Presentation Authors: Sheng-Yung Tung, Yi-Kai Chang, Hong-Chiang Chang, Tzung-Dau Wang, Lee Wen-Jeng, Shih-Ping Liu, Ju-Ton Hsieh, Wei-Lun Huang*, Taipei, Taiwan
Introduction: Penile Doppler ultrasound is a frequently-utilized tool for diagnosing vasculogenic erectile dysfunction (ED). Current guideline from European Urology suggested a cut-off value of peak systolic velocity (PSV) > 30cm/s and resistance index (RI) > 0.8 to be considered normal. Our study aimed to re-evaluate the diagnostic value of penile Doppler, and to assess the utilization of CT and pelvic angiography in clinical practice.

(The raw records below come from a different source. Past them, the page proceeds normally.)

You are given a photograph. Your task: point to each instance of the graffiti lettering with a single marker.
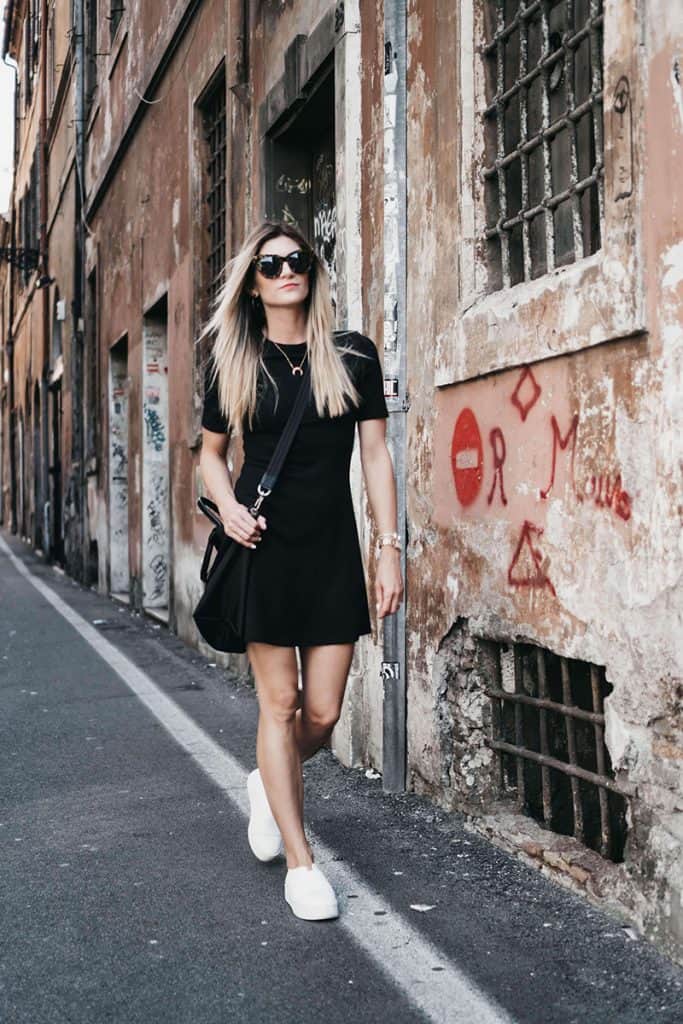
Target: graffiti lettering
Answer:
(562, 442)
(499, 451)
(155, 428)
(607, 493)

Methods: A total of 846 consecutive patients received penile Doppler exam at our institute between September 2008 and August 2017. Among them, total 436 times percutaneous transluminal pelvic angiography and possible angioplasty (PTA) were performed by a single cardiologist. Patients who had already received pelvic angiography previously were excluded. 109 patients who received further pelvic angiography within six months after penile Doppler exam were evaluated.
Results: Among the 109 patient, the median age was 60 years old (range 19-78), median BMI 26.8 kg/m2 (range 17.4-43.4). When defining normal erectile function as IIEF >= 17 or EHS >=3, PSV >35 cm/s or RI > 0.9 were the best cut-off value. CTA and PTA arterial stenosis had a good correlation, but there was no good correlation between PSV, EDV under penile Doppler and CTA or PTA arterial stenosis. Arterial stenosis >35 % under CTA and > 15% under PTA were the best cut-off value for erection function development.
Conclusions: For patients with erectile dysfunction, a higher cut-off threshold for PSV (>35 cm/s) and RI (> 0.9) under penile Doppler might be needed for better diagnosis of vasculogenic ED. CT had good correlation with angiography and could be considered as a non-invasive exam prior to angiography exam. The timing for PTA intervention for vascular type ED may earlier than expected.